Ghost Protocol (that’s M:I 4 if you’re counting) picks up several years after its predecessor. When we first see Ethan Hunt (Cruise, in action hero mode), he appears to be rotting away in a high-security Moscow jail. The expertly crafted prison break that ensues is nothing short of jaw-dropping. Even more astonishing: Bird’s just warming up. Following an aborted assignment inside the Kremlin (another stunning setpiece), it’s up to Hunt and his colleagues Jane (Paula Patton), Benji (Simon Pegg, reprising his M:I 3 role) and Brandt (The Hurt Locker‘s Jeremy Renner) to prevent a Russian mastermind (Swedish actor Michael Nyqvist) from getting his hands on nuclear-warhead launch codes that would allow him to bomb the U.S. (shades of Bird’s Cold War-era gem The Iron Giant). Bird’s having a blast tinkering with a new toolbox, and so is longtime composer Michael Giacchino, who embraces the 007 parallels as gleefully as he did in The Incredibles. The result is popcorn entertainment of the highest order, a slam-bang dazzler fueled by Bird’s irresistible, can-you-top-this showmanship. In a word: wow.
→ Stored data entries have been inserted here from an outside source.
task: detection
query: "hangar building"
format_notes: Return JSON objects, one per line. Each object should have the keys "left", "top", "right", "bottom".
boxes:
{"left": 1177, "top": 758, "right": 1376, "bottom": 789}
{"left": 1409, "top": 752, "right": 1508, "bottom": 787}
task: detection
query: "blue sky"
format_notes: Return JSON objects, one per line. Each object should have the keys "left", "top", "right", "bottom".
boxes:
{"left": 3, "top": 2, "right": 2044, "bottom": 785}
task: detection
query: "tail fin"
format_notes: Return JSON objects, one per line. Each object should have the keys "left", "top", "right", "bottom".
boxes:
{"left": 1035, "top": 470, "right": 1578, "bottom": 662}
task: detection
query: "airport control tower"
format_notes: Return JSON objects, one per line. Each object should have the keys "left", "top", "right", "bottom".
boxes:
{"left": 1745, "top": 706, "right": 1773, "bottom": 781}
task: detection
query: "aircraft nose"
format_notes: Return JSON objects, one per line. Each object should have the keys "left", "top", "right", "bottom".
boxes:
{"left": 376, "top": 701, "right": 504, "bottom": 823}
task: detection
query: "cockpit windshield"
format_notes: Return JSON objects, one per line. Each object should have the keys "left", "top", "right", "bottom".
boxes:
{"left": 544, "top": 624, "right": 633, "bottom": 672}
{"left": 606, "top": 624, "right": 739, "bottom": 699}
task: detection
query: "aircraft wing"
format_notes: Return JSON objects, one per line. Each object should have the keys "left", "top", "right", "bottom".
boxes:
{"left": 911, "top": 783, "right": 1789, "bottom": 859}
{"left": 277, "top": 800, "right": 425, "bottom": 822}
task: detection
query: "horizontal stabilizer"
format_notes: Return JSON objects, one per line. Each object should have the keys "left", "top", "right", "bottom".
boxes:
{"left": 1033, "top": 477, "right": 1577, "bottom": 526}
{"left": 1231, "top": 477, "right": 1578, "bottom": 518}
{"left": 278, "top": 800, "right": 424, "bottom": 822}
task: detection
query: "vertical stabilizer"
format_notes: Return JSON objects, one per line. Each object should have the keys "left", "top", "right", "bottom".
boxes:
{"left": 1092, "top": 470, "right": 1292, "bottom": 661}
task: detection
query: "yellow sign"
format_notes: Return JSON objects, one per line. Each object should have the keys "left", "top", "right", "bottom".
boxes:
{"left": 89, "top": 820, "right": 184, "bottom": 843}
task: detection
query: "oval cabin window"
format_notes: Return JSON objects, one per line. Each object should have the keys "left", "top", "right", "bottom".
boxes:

Steve McQueen’s Shame begins pushing the envelope, and then some, this Friday at Regal Cinemas South Beach and Fort Lauderdale’s Gateway Theatre (gatewaytheatre.org). That same day, Young Adult confesses its undying devotion to South Florida moviegoers in wide release. Mission: Impossible – Ghost Protocol expands to non-IMAX screens next Wednesday, but do yourself a favor and pay the higher admission. You do not want to miss this movie.